Es gab wohl nur wenige andere Bauvorhaben im Kulturbereich, die in der Öffentlichkeit so umstritten waren man kann auch sagen: sehr viel Interesse gefunden haben und kontrovers diskutiert wurden wie die Sanierung des Neuen Museums. Ich kann aber nur sagen: Lieber Herr Chipperfield, das, was dabei herausgekommen ist, ist beeindruckend, das ist herausragend und das wird unsere Zeit prägen. Herzlichen Dank an Sie und Ihr Team für Ihre Arbeit.

Als ich mir das Gebäude angeschaut habe, als es noch weitgehend leer war, war ich fast verzagt, weil da noch etwas hinein soll. Denn das Gebäude stand eigentlich schon für sich. Viele Zehntausende haben es ja auch mit großer Freude besichtigt. Jetzt heißt es aber, darauf zu schauen, wie die Korrespondenz zwischen dem Gebäude und den Sammlungen gelingt. Da ich heute wegen anderer Verpflichtungen nicht mehr dabei sein kann, wenn gleich ein Rundgang gemacht wird, möchte ich sagen: Ich werde mir das noch in aller Ausführlichkeit anschauen. Jedenfalls bin ich mir sicher, dass der Besucherstrom der Gäste aus aller Welt nicht abreißen wird.

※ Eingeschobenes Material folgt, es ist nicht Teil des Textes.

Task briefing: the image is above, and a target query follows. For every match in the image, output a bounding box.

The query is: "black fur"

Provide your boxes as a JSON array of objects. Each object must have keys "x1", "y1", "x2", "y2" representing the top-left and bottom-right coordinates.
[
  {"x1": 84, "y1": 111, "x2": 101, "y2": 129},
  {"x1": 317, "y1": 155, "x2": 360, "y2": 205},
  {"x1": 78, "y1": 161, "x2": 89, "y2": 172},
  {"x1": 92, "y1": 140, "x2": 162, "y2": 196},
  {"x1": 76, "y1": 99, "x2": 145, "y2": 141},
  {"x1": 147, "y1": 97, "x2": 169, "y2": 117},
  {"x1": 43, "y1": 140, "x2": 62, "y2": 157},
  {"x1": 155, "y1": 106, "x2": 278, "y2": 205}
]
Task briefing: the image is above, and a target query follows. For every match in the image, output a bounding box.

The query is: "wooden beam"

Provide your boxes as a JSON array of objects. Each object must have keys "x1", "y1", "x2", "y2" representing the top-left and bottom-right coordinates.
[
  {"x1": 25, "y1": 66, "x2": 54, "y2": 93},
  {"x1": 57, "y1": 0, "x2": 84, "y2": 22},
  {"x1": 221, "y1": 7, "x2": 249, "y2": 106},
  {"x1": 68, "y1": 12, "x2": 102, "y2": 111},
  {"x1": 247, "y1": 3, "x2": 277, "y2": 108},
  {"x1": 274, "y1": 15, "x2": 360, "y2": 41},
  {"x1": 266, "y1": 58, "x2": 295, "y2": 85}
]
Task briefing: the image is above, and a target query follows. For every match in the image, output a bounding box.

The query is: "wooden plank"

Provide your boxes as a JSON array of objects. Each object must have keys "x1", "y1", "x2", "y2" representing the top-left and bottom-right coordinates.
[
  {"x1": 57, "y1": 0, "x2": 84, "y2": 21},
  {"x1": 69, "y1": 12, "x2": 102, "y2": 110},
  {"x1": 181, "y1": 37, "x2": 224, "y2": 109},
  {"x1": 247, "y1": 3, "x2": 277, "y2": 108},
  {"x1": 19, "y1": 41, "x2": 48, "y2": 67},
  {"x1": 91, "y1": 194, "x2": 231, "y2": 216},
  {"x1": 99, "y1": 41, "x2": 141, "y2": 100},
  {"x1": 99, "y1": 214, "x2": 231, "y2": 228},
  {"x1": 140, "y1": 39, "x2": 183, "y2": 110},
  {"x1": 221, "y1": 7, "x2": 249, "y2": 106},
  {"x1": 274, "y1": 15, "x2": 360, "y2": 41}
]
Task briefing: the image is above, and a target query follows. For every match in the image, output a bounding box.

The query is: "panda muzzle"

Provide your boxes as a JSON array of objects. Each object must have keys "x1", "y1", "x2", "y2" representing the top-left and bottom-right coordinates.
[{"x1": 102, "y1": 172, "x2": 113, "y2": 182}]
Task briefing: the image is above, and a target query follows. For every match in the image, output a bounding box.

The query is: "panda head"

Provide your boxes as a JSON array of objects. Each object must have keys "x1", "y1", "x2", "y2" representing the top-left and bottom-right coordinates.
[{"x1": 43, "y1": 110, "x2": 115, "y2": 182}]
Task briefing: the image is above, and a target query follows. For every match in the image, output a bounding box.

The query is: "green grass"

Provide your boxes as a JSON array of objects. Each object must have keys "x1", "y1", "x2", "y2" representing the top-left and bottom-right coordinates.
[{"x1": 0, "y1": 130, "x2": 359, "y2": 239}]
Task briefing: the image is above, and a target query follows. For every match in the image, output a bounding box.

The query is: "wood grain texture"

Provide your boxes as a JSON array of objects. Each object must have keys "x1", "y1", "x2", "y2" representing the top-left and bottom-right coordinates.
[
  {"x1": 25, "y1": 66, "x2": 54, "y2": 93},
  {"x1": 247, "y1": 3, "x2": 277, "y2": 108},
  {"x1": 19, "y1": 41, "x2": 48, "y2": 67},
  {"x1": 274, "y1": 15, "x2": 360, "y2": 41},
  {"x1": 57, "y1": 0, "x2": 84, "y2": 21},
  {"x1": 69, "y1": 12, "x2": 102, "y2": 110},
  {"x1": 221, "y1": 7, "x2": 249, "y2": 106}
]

Ich möchte all denen, die dieses Werk ermöglicht haben von den Handwerkern über die Restauratoren bis hin zu den Mitarbeiterinnen und Mitarbeitern ein herzliches Dankeschön sagen. Ich möchte aber auch sagen: Nicht alle Arbeitsplätze dieser Welt sind so schön wie die, die Sie haben. Es muss richtig Spaß machen, hier tätig zu sein. Viel Glück. Und herzlichen Dank.